BAŞKANLIK MESLEK OLMAKTAN ÇIKACAK
Planlarınızda başka neler var?
TÜRSAB'ın şirket açma ve kapatma işlerini olağanüstü genel kurulların onayıyla yapacağız. En fazla iki dönem başkanlık kuralını getireceğiz. Böylece TÜRSAB başkanlığının meslek haline gelmesini engelleyeceğiz. Acente belgesi almayı zorlaştıracağız. Bizim 38 tane bölgesel yürütme kurulumuz var. Bunları yönetim kurulu toplantılarına dönüşümlü olarak dâhil edeceğiz. Seyahat acentelerinde çalışanların eğitimi için TÜRSAB Akademi'yi kuracağız. Acentelere ücretsiz yazılım programını sunacağız.
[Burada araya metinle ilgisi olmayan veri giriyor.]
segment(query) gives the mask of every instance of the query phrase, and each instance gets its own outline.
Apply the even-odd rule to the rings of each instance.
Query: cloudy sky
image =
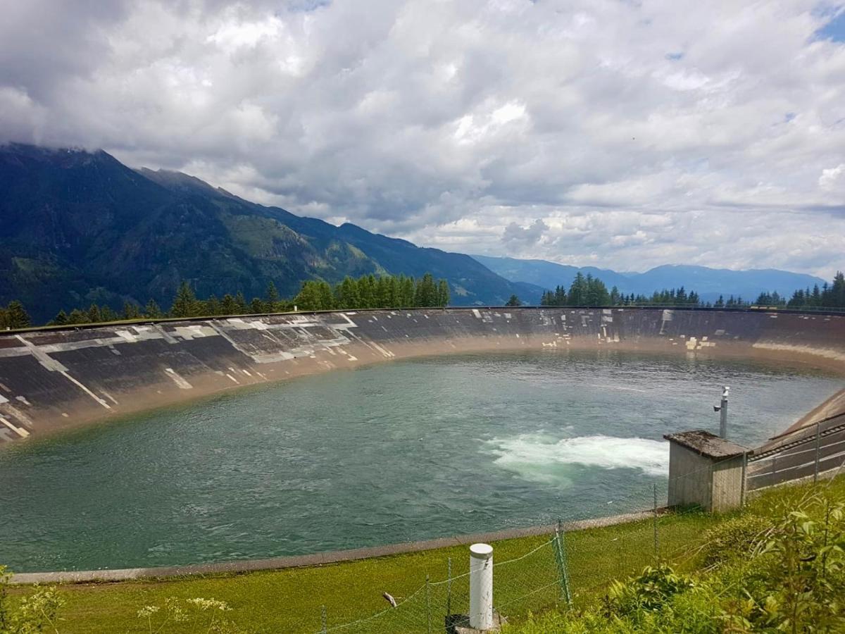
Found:
[[[842,0],[0,10],[0,140],[449,250],[845,268]]]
Fuarlarda etkinliğimizi artıracağız. TÜRSAB içine Yüksek İstişare Kurulu (YİK) kuracağız. Bu kurul alınacak önemli kararları bir süzgeçten geçirecek. TÜRSAB'ın görev alanları dışında yorum yapmayacağız. Şu anda tüm turizm sektörünün sözcüsüymüş gibi konuşup, yanlış demeçler veriliyor. Bu bizim dönemimizde asla olmayacak.
ABA ALTINDAN SOPA GÖSTERİLİY OR
TÜRSAB'daki üyeler anlattığınız konulardan rahatsızlık duymuyor mu? Duymaz olur mu?
Birçok insan bunlardan rahatsız. Ancak bir toplantıda ona muhalif olana ertesi gün ya teftiş gönderiyor ya da belgesine ceza yazdırıyor. Yani insanlara aba altından sopa gösteriyor.